Tail docking: the long and short of it

GUIDE: This ewe's tail was docked far too short, predisposing to rectal prolapse. Photo: supplied.
GUIDE: This ewe's tail was docked far too short, predisposing to rectal prolapse. Photo: supplied.

This season’s lambs are beginning to arrive, so for many it’s time to think about lamb marking. For most producers, tail docking is part of the marking procedure. It’s a management tool that has great benefits in reducing the likelihood of blowfly strike – a disease dreaded by sheep cockies because of its serious welfare implications.

When planning to tail dock, there are a few things to consider, such as what tool to use (knives, elastrator bands, or gas knives are all commonly used), and what age to mark. Another important consideration is tail length.

If you dock tails too long, you run the risk of a higher incidence of the problems associated with undocked sheep – faecal dags and fly strike. But I don’t often see tails left too long; it’s tails that are too short which are usually the problem.

Excessively short tails predispose sheep to a range of health issues.

Ewes with very short tails are more likely to develop skin cancers around the vulva, which can make them unsuitable for breeding. The simple fact that a longer tail stump covers hairless skin in these areas means that there is far less sun exposure and discomfort.

Docking tails too short can also increase the incidence of bacterial arthritis in lambs. Recent work from South Australia showed an association between short tail docking and arthritis. Arthritis in lambs often begins with an infected skin wound (such as those caused by marking, mulesing, or shearing), which spreads to joints via the bloodstream. The economic cost can be significant, due to carcass trimming, downgrading, or condemnation at the abattoir.

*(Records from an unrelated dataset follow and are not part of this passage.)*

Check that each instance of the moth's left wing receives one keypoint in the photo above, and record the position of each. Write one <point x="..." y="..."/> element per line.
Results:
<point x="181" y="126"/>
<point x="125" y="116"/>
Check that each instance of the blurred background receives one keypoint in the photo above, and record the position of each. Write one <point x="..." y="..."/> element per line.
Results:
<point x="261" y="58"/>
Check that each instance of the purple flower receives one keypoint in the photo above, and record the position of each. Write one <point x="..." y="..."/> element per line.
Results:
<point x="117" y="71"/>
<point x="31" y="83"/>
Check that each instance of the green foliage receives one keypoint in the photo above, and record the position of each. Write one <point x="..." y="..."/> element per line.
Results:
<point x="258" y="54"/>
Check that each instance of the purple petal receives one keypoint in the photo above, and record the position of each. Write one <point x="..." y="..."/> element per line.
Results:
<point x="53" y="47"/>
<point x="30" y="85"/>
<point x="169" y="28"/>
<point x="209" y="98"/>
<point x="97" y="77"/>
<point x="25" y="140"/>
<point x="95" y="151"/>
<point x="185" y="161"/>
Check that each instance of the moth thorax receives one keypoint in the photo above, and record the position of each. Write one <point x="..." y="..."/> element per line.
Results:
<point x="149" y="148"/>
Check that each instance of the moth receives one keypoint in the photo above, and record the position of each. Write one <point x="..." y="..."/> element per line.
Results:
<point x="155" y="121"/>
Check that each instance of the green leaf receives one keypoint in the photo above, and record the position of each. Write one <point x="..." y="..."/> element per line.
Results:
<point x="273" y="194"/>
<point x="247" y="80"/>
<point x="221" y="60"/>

A third problem potentially associated with short tail docking is rectal prolapse. I have seen a number of cases – both in lambs and older sheep. I’ve found excessively short tail docking (often leaving no tail stump at all) resulting in rectal prolapse most common in meat breeds of sheep, including stud animals. 

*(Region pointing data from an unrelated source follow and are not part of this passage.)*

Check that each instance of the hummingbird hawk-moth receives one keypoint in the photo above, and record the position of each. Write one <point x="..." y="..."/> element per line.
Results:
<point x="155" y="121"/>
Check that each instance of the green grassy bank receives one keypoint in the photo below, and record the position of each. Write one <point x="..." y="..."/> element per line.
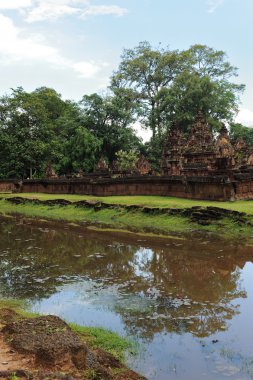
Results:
<point x="121" y="217"/>
<point x="95" y="337"/>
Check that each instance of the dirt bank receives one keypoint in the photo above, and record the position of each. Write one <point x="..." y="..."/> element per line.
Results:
<point x="47" y="348"/>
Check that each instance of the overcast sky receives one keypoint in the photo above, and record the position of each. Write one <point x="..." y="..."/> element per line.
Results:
<point x="74" y="45"/>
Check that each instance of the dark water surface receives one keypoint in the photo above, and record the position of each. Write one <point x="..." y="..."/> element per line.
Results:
<point x="189" y="303"/>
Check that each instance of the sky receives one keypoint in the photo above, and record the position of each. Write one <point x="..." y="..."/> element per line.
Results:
<point x="74" y="46"/>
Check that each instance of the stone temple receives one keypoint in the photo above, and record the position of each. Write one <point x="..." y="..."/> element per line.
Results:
<point x="201" y="166"/>
<point x="203" y="155"/>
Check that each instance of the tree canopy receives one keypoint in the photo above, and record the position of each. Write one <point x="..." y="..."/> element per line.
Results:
<point x="154" y="86"/>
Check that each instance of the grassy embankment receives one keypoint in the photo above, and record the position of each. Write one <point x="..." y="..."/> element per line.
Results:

I think this is because, in these breeds, tails are docked short to (in the words of one researcher) “create an illusion of greater rear leg muscularity”. This supposed cosmetic improvement just isn’t worth the potential side effects.

All well and good, but what is the correct length to dock? A common recommendation (advice given from way back in at least the 1940s) is to dock below the third palpable joint. This means that there are three tail bones in the tail stump. This advice is still pretty sound. 

Visually, another way to make sure the tail is long enough is to ensure that, in ewes, it covers the entire vulva.

Getting tail length right isn’t hard, but can have significant benefits for your sheep.